From left: Larry Leflore and Ashley Heard

Baton Rouge prosecutors won’t seek the death penalty against a man accused of inflicting fatal injuries to his girlfriend’s nearly 11-month-old daughter Aaliyah Heard in 2013 after the girl refused to eat grits.

District Attorney Hillar Moore III said the decision to remove the death penalty as a possible sentence was made primarily out of concern for the emotional well-being of the girl’s young brother. He added that capital cases tend to take many years to reach the trial stage, followed by a lengthy appeal process.

“The juvenile witness was 6 years old at the time he witnessed his sister’s murder,” Moore said. “It is stressful for any witness to testify but especially a child. That was experienced by the juvenile witness when he was compelled to testify against his own mother.

“Our foremost concern is to attempt to bring finality to the surviving brother of Aaliyah Heard who cared for her more than either of her own parents,” he added. “We want him to be able to be a kid and successful student, brother, etc.”

The children’s mother, Ashley Heard, was convicted of second-degree murder on Aug. 20 in her daughter’s death and on Tuesday was sentenced to life in prison. Heard also received the maximum 40 years in prison for her second-degree cruelty to a juvenile conviction in the case.

Heard said nothing before state District Judge Richard Anderson imposed the sentence.

“The primary responsibility of a mother is to protect her child.
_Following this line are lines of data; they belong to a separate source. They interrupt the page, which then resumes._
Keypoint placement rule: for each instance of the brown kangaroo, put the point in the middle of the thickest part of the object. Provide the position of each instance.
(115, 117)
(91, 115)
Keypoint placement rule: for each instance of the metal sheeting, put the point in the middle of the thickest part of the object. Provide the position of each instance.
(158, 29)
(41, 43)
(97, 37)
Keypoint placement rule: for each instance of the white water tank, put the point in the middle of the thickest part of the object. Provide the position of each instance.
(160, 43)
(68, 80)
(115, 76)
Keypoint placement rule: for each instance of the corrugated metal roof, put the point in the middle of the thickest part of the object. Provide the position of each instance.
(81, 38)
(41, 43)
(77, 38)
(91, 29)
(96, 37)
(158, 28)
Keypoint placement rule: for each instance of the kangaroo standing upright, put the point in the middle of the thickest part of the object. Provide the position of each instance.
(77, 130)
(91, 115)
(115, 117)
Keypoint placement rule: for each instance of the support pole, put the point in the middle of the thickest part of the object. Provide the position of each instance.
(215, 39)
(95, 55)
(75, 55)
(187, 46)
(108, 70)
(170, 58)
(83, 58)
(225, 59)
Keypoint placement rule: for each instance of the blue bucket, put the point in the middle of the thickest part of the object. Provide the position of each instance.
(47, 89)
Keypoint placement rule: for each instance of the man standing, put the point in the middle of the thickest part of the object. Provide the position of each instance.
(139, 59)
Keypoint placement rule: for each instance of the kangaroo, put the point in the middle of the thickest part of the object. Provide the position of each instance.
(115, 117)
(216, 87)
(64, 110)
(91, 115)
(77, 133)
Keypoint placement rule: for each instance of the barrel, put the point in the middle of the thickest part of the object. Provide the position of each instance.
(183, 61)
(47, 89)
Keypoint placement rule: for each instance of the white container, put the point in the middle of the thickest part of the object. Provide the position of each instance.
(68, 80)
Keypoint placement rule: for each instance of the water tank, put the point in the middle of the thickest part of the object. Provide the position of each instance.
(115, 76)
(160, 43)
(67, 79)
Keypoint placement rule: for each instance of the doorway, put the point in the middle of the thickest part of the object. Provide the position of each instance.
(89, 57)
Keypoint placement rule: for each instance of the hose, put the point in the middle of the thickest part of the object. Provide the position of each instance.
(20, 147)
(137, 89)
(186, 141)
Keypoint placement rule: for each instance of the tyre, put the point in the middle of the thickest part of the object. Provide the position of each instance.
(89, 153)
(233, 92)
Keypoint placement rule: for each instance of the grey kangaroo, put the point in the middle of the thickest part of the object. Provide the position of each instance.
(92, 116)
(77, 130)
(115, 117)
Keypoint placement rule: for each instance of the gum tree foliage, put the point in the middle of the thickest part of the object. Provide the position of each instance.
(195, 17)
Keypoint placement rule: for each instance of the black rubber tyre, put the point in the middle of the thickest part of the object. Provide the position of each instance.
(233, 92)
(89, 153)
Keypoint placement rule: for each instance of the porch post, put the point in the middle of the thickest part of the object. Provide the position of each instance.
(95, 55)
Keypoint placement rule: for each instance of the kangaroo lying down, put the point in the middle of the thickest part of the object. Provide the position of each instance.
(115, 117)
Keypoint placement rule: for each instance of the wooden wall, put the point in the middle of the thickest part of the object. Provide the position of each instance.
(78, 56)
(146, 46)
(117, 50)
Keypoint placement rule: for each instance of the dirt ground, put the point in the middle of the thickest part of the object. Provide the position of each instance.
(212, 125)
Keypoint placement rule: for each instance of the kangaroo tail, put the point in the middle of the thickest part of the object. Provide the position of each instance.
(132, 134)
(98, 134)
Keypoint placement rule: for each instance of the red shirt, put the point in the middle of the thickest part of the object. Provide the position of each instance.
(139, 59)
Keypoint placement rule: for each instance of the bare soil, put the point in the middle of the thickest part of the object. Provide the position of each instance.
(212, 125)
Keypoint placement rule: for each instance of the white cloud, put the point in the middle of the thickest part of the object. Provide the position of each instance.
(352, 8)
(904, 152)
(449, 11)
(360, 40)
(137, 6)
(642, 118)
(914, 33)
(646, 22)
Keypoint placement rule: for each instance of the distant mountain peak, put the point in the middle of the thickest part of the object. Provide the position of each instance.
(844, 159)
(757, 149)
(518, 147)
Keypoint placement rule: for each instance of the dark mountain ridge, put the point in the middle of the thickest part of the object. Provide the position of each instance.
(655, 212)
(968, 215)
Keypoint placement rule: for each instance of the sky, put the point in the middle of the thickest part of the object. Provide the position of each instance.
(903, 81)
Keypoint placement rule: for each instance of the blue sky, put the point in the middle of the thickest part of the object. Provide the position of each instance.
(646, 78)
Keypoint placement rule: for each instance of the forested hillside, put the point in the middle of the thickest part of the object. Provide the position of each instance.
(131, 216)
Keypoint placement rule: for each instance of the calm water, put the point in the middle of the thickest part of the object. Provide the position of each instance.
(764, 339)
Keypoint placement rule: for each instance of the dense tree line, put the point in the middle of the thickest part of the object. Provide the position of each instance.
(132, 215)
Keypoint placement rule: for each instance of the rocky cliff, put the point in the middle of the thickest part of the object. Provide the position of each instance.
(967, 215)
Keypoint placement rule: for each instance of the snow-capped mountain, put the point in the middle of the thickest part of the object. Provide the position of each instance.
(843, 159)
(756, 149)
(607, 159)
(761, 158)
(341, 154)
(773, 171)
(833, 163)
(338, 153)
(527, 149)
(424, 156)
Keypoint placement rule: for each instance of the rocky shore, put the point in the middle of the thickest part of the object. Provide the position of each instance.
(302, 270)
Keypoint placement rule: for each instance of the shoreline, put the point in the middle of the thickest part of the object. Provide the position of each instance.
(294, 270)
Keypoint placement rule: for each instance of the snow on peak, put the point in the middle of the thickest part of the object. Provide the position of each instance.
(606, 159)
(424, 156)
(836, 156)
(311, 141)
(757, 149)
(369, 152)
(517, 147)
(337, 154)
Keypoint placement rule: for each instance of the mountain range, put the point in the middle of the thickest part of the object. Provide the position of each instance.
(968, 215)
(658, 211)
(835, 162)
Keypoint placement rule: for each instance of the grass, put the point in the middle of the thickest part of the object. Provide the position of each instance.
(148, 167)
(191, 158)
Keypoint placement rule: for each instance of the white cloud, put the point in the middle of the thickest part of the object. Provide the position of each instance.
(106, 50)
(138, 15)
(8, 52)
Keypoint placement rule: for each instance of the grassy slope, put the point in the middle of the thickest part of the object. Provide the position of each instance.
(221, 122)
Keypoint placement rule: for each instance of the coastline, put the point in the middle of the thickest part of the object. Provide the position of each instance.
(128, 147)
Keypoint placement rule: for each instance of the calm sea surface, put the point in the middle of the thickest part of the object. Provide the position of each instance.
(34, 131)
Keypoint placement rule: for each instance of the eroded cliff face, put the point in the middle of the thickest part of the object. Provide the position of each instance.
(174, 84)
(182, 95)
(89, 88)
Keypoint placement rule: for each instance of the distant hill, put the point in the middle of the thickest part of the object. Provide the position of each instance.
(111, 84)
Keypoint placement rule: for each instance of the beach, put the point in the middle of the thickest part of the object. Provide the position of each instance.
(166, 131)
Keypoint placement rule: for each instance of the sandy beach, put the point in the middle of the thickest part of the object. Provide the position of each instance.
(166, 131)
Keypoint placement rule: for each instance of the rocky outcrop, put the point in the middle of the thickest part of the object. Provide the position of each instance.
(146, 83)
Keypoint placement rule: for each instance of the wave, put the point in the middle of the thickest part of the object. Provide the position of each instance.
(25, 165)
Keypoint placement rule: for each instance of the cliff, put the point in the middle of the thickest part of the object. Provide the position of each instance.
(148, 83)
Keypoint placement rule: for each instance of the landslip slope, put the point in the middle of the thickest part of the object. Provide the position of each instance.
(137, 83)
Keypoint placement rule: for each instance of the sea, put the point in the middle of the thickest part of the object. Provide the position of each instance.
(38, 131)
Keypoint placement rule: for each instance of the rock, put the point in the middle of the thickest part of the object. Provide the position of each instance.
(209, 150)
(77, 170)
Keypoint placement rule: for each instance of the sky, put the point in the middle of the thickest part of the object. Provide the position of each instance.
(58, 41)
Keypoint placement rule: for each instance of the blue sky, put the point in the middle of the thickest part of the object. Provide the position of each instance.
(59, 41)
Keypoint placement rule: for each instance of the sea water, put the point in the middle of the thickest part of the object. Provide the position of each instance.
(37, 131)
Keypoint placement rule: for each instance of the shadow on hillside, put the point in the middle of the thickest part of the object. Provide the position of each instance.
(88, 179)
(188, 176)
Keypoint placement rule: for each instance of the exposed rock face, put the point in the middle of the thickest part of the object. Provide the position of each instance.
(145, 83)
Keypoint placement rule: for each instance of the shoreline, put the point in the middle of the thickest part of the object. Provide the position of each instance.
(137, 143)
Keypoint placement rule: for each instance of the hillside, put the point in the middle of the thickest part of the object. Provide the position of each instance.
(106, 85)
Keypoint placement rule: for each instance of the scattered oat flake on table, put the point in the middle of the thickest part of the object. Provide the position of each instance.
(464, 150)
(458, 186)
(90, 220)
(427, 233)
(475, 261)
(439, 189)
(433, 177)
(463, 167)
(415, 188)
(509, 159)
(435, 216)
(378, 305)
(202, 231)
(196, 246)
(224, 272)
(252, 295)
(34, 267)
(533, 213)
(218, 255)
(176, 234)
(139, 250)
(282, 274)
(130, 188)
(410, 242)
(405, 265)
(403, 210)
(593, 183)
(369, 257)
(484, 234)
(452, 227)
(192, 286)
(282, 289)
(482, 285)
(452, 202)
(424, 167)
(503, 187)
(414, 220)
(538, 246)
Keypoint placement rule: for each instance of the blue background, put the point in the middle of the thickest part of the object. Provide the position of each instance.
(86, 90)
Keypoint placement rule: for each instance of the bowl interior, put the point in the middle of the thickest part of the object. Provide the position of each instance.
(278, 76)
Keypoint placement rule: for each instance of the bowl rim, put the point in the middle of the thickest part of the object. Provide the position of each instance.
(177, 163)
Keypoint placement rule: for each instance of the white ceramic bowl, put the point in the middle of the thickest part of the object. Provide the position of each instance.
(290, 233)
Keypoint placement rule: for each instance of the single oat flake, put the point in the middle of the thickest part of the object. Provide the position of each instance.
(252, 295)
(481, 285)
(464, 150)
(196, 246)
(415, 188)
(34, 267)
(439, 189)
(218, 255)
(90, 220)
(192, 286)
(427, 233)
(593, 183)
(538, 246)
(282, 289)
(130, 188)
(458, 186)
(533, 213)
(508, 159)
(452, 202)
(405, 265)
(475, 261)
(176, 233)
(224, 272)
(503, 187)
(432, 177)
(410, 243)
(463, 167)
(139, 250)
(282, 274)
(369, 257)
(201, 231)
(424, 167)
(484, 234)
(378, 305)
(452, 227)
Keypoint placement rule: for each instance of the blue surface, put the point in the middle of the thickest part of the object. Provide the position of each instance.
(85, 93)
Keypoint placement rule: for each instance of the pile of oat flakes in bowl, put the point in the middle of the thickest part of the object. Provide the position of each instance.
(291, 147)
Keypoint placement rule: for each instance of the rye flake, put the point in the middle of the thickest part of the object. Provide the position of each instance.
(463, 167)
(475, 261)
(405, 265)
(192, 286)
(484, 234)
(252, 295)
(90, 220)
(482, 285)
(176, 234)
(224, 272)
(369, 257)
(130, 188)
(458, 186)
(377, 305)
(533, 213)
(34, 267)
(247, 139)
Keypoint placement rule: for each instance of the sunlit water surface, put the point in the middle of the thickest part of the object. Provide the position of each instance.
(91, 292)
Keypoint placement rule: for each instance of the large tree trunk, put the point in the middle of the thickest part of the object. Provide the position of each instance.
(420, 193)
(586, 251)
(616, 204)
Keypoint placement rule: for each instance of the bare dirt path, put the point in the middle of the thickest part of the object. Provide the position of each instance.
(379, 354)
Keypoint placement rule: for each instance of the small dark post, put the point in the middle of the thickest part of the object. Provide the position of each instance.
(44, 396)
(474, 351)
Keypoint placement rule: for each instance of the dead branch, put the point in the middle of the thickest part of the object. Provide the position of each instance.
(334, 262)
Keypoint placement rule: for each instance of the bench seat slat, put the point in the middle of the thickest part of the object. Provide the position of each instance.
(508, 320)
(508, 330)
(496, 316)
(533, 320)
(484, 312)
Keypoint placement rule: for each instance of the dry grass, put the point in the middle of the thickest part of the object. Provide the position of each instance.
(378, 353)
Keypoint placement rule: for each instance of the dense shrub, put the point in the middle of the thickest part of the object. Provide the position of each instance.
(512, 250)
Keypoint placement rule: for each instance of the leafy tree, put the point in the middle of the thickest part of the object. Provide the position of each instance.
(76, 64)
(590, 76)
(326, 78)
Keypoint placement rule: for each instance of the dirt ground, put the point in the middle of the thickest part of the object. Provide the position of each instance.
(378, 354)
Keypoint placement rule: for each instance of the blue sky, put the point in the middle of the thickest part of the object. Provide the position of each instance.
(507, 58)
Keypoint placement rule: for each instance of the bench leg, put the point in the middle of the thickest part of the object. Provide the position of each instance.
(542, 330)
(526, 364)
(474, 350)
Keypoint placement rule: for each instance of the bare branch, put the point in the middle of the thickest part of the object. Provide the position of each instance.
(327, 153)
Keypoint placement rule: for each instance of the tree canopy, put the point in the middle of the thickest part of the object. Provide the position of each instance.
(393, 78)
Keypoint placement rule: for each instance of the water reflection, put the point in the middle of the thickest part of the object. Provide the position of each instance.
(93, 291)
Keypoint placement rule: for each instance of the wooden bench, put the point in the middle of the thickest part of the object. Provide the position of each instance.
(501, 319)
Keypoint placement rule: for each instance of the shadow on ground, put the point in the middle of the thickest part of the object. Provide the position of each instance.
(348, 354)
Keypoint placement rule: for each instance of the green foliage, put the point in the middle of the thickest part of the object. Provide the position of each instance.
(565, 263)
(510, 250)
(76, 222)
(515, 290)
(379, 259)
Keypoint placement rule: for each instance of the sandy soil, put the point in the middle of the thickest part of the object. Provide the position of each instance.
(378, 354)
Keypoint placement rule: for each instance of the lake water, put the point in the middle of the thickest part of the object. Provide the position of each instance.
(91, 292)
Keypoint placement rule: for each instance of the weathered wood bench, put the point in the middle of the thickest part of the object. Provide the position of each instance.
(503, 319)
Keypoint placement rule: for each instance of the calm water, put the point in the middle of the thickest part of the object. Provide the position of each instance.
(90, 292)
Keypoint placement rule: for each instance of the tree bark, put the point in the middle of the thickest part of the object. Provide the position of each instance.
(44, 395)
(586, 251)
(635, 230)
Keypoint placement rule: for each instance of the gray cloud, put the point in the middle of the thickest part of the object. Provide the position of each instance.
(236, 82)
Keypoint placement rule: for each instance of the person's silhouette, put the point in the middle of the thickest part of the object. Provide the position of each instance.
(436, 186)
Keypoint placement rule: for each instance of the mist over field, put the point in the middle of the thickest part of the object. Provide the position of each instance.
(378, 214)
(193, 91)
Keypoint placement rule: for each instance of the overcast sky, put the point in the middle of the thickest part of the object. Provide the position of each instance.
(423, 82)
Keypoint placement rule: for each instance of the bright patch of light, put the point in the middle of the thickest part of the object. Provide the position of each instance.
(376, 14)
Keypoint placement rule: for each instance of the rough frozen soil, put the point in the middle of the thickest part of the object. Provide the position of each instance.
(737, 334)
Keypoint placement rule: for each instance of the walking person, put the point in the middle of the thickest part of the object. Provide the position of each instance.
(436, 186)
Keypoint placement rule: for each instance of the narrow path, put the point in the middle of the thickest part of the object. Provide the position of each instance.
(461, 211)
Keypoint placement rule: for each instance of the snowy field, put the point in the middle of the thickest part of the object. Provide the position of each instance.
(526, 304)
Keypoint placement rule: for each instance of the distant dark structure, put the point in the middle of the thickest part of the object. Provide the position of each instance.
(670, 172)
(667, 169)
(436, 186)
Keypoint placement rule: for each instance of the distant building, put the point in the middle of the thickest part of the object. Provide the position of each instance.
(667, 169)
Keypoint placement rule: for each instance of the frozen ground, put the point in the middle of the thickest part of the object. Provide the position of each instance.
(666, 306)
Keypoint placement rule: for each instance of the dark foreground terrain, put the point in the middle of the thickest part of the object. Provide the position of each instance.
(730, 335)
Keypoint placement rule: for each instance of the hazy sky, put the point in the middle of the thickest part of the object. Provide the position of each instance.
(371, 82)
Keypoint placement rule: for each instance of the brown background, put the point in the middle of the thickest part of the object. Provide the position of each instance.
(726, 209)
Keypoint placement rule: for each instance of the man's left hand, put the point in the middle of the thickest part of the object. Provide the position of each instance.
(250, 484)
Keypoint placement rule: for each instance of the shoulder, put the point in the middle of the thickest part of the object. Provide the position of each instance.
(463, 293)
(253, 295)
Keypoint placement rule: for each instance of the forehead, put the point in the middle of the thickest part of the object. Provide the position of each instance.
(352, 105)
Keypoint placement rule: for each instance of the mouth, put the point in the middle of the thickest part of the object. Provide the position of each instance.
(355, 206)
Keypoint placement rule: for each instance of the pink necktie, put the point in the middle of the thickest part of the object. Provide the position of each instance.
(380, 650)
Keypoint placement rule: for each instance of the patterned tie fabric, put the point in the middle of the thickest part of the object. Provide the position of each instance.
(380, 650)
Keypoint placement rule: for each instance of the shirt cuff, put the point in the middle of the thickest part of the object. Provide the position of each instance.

You didn’t do that,” the judge said to Heard.

Heard’s attorney, Robert Tucker, told Anderson she intends to appeal her conviction. At Tucker’s request, the judge appointed the Louisiana Appellate Project to handle her appeal.

Anderson also set an Aug. 15 trial date for Heard’s boyfriend, Larry Leflore, who is charged with first-degree murder and second-degree cruelty to a juvenile. Aaliyah is believed to be his daughter.

East Baton Rouge Parish Assistant District Attorney Kathleen Barrios told Anderson of the decision to not seek the death penalty. Leflore still faces a life sentence if convicted as charged of first-degree murder.

Aaliyah’s 8-year-old brother, who now lives with foster parents, testified at their mother’s trial that Leflore “whooped my little sister a lot.”

Leflore’s court-appointed attorneys, Mario Guadamud and Katherine Sheely, said after court they are pleased that the death penalty is no longer an option in the case, but they stressed there are no winners.

Leflore, 28, also of Baton Rouge, is accused of hitting the baby and throwing her after she refused to eat grits.

Aaliyah was taken to the hospital June 21, 2013, and died the next day from blunt-force trauma to the head.

Her autopsy revealed bleeding and bruising on the brain, hemorrhaging in an eye, facial bruising, a broken collarbone, rectal tearing and cigarette burns on her tiny body — including one the size of a golf ball on her upper right thigh.

The Louisiana Department of Children and Family Services has said it had no substantiated reports of abuse or neglect before Aaliyah’s death.

Less than a week before Heard was indicted in September 2013, she called the District Attorney’s Office and told prosecutors her daughter’s rectal tearing was caused by constipation and that the large burn mark on her leg was a carpet burn.

Heard stated in the recorded call that she took Aaliyah to her pediatrician for the alleged constipation and carpet burn, but the doctor testified at Heard’s trial that he never treated the child for constipation or a burn. He was shown a photograph of the burn and said it did not resemble a carpet burn.

Barrios argued at the trial that Heard was criminally negligent in failing to shield her daughter from abuse at the hands of Leflore.